We have tried to make America great, with bandages, salve, and prayer. These have been temporary fixes and we have limped along “bloody, but unbowed”—William Ernest Henley. My personal history of race in America began before the passage of the Civil Rights and Voter Rights Acts of 1964 and ‘65. Seeing my great-grandmother cry when as a child, I was denied the right to try on clothing that would touch my skin in department stores; scream when she found out Dr. King had been shot; rejoiced when my hometown of Washington, D.C was granted political self-determination. I cried when I placed a wreath on her grave the day before Barack Obama was sworn in as the first black President of the United States.

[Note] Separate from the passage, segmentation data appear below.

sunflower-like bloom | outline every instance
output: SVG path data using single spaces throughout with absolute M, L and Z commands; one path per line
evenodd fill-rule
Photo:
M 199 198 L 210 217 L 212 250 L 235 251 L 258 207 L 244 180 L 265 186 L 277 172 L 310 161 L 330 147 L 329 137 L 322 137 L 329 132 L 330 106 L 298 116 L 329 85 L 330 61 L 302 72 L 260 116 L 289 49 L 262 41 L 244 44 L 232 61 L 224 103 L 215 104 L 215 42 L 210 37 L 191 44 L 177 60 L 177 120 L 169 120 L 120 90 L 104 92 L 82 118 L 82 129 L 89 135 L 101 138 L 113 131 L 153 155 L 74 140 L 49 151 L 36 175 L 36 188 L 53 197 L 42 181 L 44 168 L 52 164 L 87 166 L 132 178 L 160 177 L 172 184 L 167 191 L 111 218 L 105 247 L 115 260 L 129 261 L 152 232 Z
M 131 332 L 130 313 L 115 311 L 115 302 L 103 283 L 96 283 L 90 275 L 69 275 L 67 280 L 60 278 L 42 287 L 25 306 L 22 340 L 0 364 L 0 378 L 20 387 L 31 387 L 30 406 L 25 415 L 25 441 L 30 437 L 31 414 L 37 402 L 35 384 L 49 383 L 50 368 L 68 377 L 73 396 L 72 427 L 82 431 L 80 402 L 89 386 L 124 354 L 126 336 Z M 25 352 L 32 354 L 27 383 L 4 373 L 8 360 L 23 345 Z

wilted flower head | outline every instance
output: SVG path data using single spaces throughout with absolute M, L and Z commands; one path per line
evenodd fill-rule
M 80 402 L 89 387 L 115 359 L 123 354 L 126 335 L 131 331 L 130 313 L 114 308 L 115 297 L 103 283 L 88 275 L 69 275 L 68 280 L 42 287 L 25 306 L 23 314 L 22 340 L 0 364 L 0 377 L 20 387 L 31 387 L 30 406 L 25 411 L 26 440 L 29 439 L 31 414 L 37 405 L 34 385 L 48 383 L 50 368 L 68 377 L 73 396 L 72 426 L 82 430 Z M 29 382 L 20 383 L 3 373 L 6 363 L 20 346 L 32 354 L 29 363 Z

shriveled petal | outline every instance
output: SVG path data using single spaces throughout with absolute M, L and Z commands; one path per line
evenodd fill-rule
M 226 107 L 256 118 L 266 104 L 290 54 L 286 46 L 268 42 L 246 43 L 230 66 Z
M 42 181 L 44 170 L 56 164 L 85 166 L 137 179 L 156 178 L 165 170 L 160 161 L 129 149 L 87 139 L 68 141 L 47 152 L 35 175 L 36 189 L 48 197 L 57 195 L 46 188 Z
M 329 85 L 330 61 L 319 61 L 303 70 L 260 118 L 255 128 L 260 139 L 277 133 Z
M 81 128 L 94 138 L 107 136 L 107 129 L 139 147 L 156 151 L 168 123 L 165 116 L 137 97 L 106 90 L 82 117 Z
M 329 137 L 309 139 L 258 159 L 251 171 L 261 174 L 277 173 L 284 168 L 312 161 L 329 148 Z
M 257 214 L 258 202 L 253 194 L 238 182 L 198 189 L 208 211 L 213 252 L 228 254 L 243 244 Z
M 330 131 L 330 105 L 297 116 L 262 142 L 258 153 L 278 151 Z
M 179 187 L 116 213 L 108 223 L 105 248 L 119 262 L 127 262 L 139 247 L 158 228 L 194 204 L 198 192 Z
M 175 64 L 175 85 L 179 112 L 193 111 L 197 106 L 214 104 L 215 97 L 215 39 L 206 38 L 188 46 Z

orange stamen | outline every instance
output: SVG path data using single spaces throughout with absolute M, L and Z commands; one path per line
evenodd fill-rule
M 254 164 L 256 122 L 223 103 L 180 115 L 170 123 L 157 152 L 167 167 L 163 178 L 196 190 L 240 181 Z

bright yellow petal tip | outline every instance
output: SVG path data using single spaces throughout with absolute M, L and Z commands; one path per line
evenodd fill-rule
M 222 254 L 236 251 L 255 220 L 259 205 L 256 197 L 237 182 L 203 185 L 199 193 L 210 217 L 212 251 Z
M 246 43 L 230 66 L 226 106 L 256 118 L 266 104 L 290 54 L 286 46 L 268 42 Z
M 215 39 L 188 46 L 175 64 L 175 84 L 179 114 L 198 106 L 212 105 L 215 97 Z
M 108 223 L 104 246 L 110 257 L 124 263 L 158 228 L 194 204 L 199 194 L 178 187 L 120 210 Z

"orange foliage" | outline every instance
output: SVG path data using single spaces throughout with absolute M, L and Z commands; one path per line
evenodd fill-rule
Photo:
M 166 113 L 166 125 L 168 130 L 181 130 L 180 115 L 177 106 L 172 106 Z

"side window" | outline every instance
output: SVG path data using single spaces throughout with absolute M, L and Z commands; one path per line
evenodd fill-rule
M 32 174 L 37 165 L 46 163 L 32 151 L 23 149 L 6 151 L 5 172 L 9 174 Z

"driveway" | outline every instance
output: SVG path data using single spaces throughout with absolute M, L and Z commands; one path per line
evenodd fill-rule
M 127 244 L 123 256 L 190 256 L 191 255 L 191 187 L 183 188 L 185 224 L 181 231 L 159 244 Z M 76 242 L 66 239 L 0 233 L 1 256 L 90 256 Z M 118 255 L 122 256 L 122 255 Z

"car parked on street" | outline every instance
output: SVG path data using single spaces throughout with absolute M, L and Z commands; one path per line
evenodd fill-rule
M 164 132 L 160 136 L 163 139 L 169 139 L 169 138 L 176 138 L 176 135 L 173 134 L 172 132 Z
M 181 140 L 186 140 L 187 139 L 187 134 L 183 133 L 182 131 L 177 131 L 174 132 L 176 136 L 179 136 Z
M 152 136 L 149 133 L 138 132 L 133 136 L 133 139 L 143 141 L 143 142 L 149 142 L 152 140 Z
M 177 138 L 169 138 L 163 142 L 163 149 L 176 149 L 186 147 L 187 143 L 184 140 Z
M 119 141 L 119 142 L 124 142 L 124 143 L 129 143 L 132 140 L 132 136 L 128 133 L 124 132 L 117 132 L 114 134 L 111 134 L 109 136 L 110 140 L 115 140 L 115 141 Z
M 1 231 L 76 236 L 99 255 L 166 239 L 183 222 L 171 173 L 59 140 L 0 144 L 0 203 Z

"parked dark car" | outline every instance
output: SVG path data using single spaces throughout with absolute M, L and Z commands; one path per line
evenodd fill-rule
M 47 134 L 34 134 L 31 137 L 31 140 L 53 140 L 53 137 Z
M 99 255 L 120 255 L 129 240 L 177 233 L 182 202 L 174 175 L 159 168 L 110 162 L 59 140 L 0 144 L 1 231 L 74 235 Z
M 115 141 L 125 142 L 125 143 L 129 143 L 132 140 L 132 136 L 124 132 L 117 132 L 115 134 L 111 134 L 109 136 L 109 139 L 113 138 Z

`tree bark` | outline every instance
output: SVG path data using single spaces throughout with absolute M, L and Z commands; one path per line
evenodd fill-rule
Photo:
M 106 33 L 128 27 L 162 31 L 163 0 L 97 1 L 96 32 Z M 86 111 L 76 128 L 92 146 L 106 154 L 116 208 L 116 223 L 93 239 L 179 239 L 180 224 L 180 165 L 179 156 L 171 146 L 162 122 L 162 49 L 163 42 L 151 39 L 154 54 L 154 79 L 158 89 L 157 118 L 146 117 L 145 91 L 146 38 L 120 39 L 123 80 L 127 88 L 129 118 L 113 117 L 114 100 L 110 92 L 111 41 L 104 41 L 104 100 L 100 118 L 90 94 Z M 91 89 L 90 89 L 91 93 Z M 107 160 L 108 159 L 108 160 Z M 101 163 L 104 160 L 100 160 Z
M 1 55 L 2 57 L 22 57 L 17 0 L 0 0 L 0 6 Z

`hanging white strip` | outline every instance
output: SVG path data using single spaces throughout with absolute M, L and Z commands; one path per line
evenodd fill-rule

America fooled itself into believing that the hoods in America were burned, no, no, they were just put into mothballs for what some saw as a better day. In Charlottesville, Virginia they carried Tiki torches, over the weekend they carried a new symbol of hate to repeat an old strategy. A caravan of gun-wielding Trump flag flying cowards endangered innocent people who were exercising their rights as American citizens to advocate for their candidates—Joe Biden, and Kamala Harris. The cowards surrounded a Biden campaign bus, sideswiped one of the advance vehicles, and caused the cancellation, for the safety of the staff, an upcoming event in Texas.
A real man, not a fearful coward, would have condemned such actions but Mr. Trump praised the group, “I LOVE TEXAS” Trump tweeted in response to the video of the trucks and cars surrounding Biden’s bus. A real man, not a fearful coward, would not be erecting scale-proofed fencing to enclose himself in the White House on the night of the election. A real man, not a fearful coward, would not call thugs “patriots” or good people as he did for the terrorist in Texas or Charlottesville, Virginia that led to the eventual death of Heather Heyer.
America has a chance on November 3rd to reclaim its greatness and continue on its long-travel to redemption. Revere warned us, Washington fought for us, Lincoln united us, King Jr. made us conscious, Kennedy stunned us, and Obama made us Dream. It is time to stop the nightmare…
Vote November 3rd for Change—and your lives.